- Born: Yasmeen Al Maimani Kingdom of Saudi Arabia
- Occupation: Commercial Airline Pilot
- Years active: 2019–present
- Known for: First Saudi Woman Commercial Airline Pilot

= Yasmeen Al Maimani =

First woman pilot from Saudi Arabia

Yasmeen Al Maimani (ياسمين الميمني) is the first woman from Saudi Arabia and first woman from the Memon community to become a commercial airline pilot. She received her commercial pilot license from FAA in 2013, which she converted to Saudi General Authority of Civil Aviation (GACA) license and became the first Saudi Arabian commercial airline pilot in 2019. Her first official flight was on June 9, 2019 with Nesma Airlines.

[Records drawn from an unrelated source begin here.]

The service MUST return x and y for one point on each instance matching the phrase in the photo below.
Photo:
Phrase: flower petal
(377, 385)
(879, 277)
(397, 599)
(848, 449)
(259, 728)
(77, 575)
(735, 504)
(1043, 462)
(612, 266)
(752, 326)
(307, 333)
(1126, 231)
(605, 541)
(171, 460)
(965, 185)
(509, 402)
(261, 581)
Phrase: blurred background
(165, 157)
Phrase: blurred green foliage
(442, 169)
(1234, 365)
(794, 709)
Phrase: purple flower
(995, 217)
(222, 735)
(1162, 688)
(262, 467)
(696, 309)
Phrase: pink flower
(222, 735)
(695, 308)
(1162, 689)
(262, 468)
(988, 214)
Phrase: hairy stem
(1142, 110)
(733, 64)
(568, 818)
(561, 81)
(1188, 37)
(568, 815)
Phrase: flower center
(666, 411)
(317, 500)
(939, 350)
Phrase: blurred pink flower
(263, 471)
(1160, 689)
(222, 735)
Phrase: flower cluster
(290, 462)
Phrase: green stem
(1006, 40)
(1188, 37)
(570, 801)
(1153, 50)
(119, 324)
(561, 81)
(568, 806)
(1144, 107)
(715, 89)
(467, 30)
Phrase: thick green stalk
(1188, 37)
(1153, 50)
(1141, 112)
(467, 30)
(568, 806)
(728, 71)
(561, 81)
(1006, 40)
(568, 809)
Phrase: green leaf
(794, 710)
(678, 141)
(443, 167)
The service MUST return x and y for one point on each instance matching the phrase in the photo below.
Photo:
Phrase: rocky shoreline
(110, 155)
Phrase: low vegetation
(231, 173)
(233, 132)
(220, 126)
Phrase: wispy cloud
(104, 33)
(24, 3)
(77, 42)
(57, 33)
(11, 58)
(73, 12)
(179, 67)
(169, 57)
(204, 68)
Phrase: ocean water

== Initial years as pilot ==
Yasmeen Al Maimani obtained a PPL in 2010 from RJAA, Jordan. When she submitted this license in Saudi Arabia, it was rejected owing to the country lacking such a provision. She completed her studies in the US and having clocked 300 hours of flying practice, she was granted a Commercial Pilot License on 13 May 2013. She returned to Saudi Arabia and exchanged her license for the one issued by the Saudi Aviation Authority, GACA. For the next few years, Yasmeen Al Maimani searched for a job as a commercial pilot in Saudi Arabia but was refused owing to being a woman.

== Breakthrough ==
In 2018, Saudi Arabia announced a shift in policy in its aviation sector by hiring women to serve as cabin crew and permitting enrollment of women in flight schools. For the first time, Saudi women were given the opportunity to become co-pilots. Yasmeen Al Maimani applied along with more than 50 candidates. Eventually, she was among the 11 that were selected and underwent the mandatory training.

== First official flight ==
In June 2019, GACA declared Yasmeen Al Maimani as the first Saudi female pilot to fly a commercial airline. Her first official flight as a commercial pilot took place on June 9, 2019 between Ha'il Regional Airport and Prince Nayef bin Abdulaziz International Airport in Qaseem and between Ha'il Regional Airport and Prince Sultan bin Abdulaziz International Airport in Tabuk.